Bayard Rustin was a civil rights organizer and an advocate for socialism, nonviolence, and gay rights. He was a Quaker, a talented singer and an art collector. Rustin is perhaps best known for organizing the 1963 March on Washington. He was openly gay and faced many challenges in the civil rights movement due to the homophobia of his peers. It caused a number of his accomplishments to go unrecognized.
Rustin entered Wilberforce University in 1932. He was expelled by 1934 for organizing a strike to protest the "bad food in the dorms." He soon moved to Harlem involved himself in movements for racial justice. There, he met A. Phillip Randolph, union organizer and founder of the Brotherhood of Sleeping Car Porters, who became his mentor.

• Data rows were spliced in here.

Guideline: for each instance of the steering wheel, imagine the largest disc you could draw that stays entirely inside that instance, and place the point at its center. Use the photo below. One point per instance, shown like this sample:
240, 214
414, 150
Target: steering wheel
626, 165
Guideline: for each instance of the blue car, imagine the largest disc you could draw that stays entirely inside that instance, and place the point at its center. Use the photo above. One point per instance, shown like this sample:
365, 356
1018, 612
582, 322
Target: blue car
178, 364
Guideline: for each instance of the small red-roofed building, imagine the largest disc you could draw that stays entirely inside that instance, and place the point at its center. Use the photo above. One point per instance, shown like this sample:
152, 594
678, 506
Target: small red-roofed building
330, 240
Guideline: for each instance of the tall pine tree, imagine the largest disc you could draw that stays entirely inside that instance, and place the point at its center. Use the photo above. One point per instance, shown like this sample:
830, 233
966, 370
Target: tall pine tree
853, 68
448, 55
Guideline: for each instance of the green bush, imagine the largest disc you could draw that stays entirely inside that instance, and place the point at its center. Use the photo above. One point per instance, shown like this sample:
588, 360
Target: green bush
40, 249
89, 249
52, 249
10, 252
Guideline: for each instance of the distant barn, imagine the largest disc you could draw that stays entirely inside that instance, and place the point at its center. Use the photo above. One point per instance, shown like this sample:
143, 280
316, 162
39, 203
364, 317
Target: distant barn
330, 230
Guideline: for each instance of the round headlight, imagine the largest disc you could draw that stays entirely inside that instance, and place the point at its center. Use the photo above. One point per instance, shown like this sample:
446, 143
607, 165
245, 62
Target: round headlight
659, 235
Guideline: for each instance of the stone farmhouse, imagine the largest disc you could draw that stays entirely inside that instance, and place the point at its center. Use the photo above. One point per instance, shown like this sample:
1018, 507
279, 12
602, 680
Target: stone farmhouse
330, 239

Randolph involved Rustin in the March on Washington movement during the 1940s, which protested segregation in the armed forces. Rustin worked as an organizer for multiple organizations. During World War II, he was imprisoned for refusing to register for the draft. Beginning in 1956, during the Montgomery Bus boycott, Rustin served as an advisor to Martin Luther King Jr. It was Rustin who piqued King's interest in nonviolence and civil disobedience.
Rustin and A. Phillip Randolph were the main organizers of the 1963 March on Washington where King delivered his famous "I Have a Dream" speech. Rustin remained active in social movements and organizing for the remainder of his life. He died in New York in 1987. In 2013, Rustin was posthumously awarded the Presidential Medal of Freedom.